American Airlines has agreed to buy up to 20 supersonic jets and put down a non-refundable deposit on the planes that are still on the drawing board and years away from flying.
Neither American nor the manufacturer Boom Supersonic would provide financial details on Tuesday, including the size of American’s deposit. American becomes the second US customer for Boom after a similar announcement last year from United Airlines for 15 of the planes, called the Overture.
It has been nearly 20 years since the last supersonic passenger flight by Concorde, the British-French plane that failed to catch on because of the high cost of flights.
Boom CEO Blake Scholl insists his company’s plane will be different when it debuts in 2029, with tickets costing about $4,000 to $5,000 to fly from New York to London in about three and one-half hours.
“There are tens of millions of passengers every year flying in business class on routes where Overture will give a big speed-up,” Scholl said in an interview, “and airlines will be able to do it profitably.”
Skeptics have questioned Boom’s ambitious timetable, especially in light of the many years it has taken Boeing, an established manufacturer, to get planes or even retrofits to planes approved by the Federal Aviation Administration. Boom says the Overture program will cost between $6 billion and $8 billion. The plane carries a list price of $200 million, although other manufacturers routinely give airlines deep discounts.
Last month, Boom announced changes to the plane’s design to make it simpler and less expensive to build and maintain.
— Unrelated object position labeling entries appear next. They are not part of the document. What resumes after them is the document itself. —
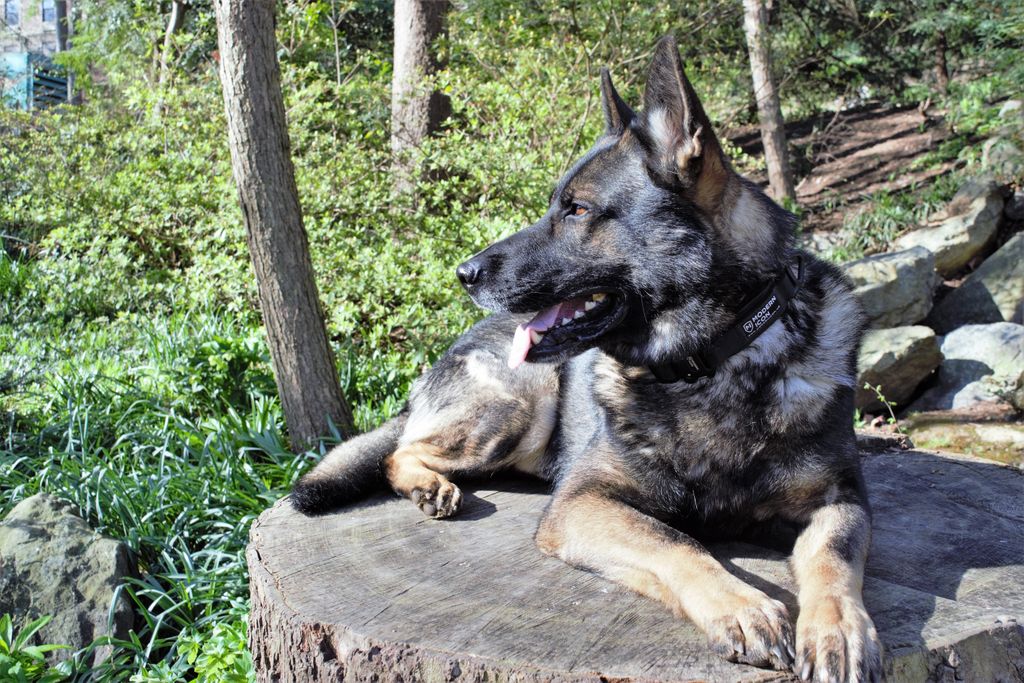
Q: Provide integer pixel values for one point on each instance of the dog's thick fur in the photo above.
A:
(655, 219)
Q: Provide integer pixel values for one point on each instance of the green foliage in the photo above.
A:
(20, 662)
(134, 380)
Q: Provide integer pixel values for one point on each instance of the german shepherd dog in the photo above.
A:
(662, 353)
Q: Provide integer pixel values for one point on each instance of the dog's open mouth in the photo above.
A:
(561, 329)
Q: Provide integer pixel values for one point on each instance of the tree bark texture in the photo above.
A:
(769, 111)
(416, 110)
(65, 32)
(941, 67)
(174, 24)
(375, 592)
(303, 364)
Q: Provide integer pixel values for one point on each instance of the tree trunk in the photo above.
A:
(174, 24)
(64, 40)
(303, 364)
(416, 112)
(941, 68)
(769, 111)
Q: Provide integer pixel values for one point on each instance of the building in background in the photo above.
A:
(31, 32)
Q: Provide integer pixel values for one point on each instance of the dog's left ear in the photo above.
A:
(684, 143)
(617, 114)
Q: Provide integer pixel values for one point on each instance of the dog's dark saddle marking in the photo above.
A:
(756, 316)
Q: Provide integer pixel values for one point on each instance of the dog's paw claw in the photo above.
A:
(837, 641)
(441, 500)
(758, 634)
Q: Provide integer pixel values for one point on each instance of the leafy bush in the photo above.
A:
(19, 660)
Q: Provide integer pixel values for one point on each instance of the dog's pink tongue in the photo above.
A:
(521, 343)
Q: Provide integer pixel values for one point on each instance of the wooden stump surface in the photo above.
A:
(378, 592)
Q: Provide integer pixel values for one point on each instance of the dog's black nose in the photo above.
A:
(468, 272)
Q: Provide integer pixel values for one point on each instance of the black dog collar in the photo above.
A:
(753, 319)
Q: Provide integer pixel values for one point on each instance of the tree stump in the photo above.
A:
(378, 592)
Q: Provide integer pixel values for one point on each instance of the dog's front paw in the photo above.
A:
(438, 499)
(837, 642)
(754, 630)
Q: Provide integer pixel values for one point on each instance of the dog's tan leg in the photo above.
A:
(414, 472)
(836, 639)
(594, 531)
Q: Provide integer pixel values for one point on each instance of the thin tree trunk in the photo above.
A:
(769, 111)
(416, 113)
(64, 40)
(303, 364)
(174, 24)
(941, 68)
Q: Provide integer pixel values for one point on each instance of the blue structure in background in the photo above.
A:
(31, 81)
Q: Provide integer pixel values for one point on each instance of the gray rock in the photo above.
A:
(993, 293)
(1012, 109)
(965, 431)
(895, 289)
(1001, 158)
(51, 562)
(898, 359)
(982, 364)
(1015, 207)
(964, 235)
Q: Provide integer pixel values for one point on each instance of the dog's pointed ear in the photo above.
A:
(617, 114)
(681, 134)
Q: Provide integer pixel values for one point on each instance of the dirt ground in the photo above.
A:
(842, 159)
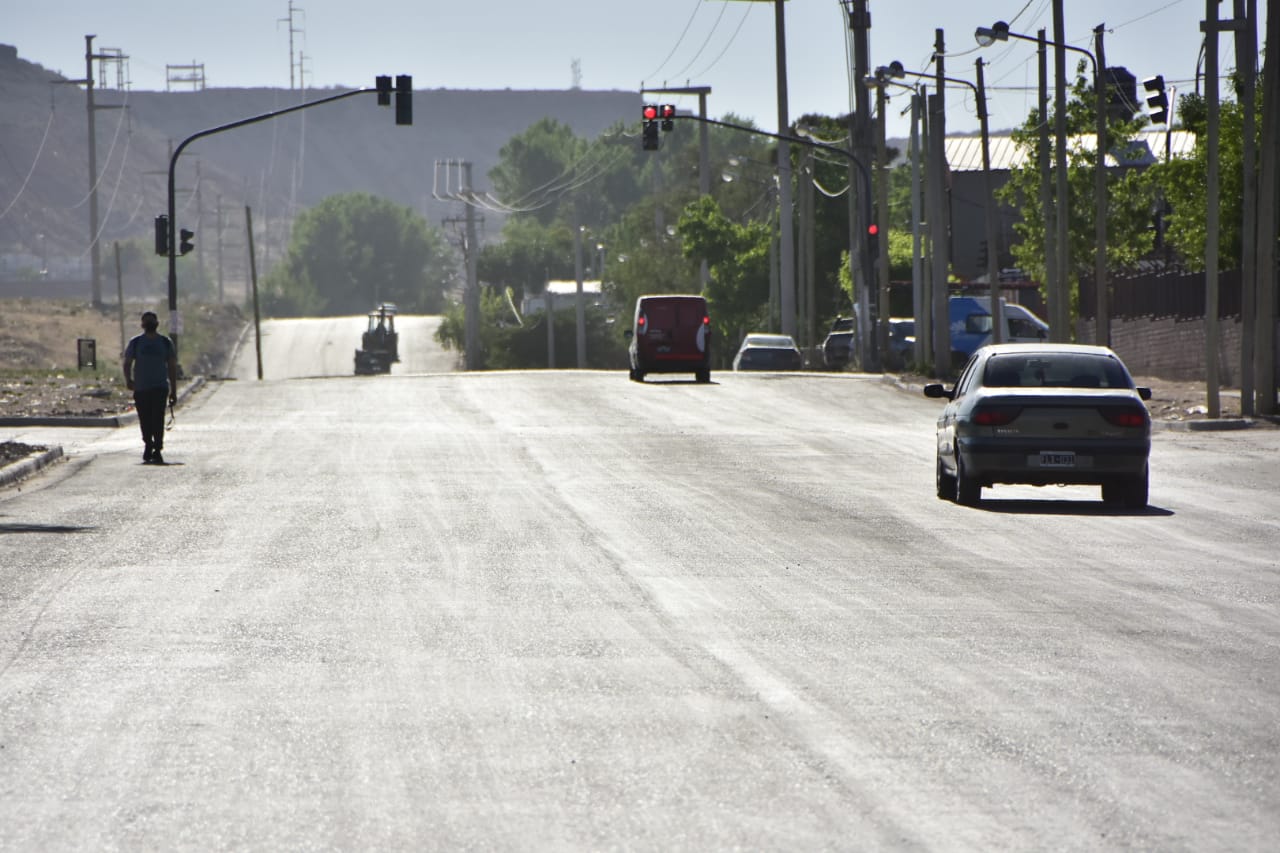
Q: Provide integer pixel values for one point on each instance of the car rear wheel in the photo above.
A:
(1130, 492)
(1137, 491)
(968, 489)
(946, 483)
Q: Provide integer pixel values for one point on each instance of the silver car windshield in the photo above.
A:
(1056, 370)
The most striking change was going from three engines, including a different type on the tail, to four identical engines under the delta-shaped wings.
However, Boom does not yet have an engine manufacturer lined up. It is talking with Rolls Royce and others.
Meanwhile, the Federal Aviation Administration said Monday that it was reducing flights in the area around New York City because of lack of staffing.
Departing and arriving flights could be delayed up to two hours at John F. Kennedy International, LaGuardia and Newark (New Jersey) Liberty International airports, the FAA said.
The agency said passengers should check with their airline for information about particular flights. “Due to the availability of staff tonight, the FAA must reduce the flow of aircraft in certain airspace serving New York City to maintain safety,” the FAA said in a statement Monday afternoon.
The statement implied that the shortage was expected in air-traffic controllers, but the FAA did not specify which employees were out, and a spokeswoman did not immediately reply when asked for more details.
Flights at LaGuardia were being stopped for more than an hour, and planes at Newark were facing average delays of 44 minutes by late afternoon, according to an FAA website. Airlines and the FAA have traded blame for flight delays and cancellations this summer. Much of the airlines’ charges have focused on a flight-control center in Jacksonville, Florida. The FAA has promised to increase staffing there.
Spirit Airlines and Frontier Airlines have said that FAA staffing issues have prevented them from operating all the flights to Florida that they would like to schedule.
Until the FAA announcement, Monday had been a better-than-usual day for the nation’s air-travel system. About 200 flights nationwide had been canceled and nearly 3,500 other flights had been delayed, according to the FlightAware tracking service. The average day in August, through Sunday, included about 670 cancellations and more than 6,200 delays.
Meanwhile, a recovery in global business travel spending to pre-pandemic levels is likely to be delayed by 18 months to 2026 because of factors like persistent inflation, high energy prices, labour shortages and lockdowns in China, a new industry forecast shows.
The Global Business Travel Association (GBTA) said business travel spending rebounded by 5.5% to $697 billion in 2021 with North America leading the recovery, but remained well short of 2019 levels of $1.4 trillion.
The recovery outlook is more pessimistic than GBTA’s last forecast issued a year ago, when it expected a full rebound to 2019 levels by 2024.
Environmental sustainability considerations and the regional impact of the war in Ukraine are also weighing on travel demand, the forecast said.
“The factors impacting many industries around the world are also anticipated to impact global business travel recovery into 2025,” GBTA CEO Suzanne Neufang said in a statement. “The forecasted result is we’ll get close, but we won’t reach and exceed 2019’s pre-pandemic levels until 2026.”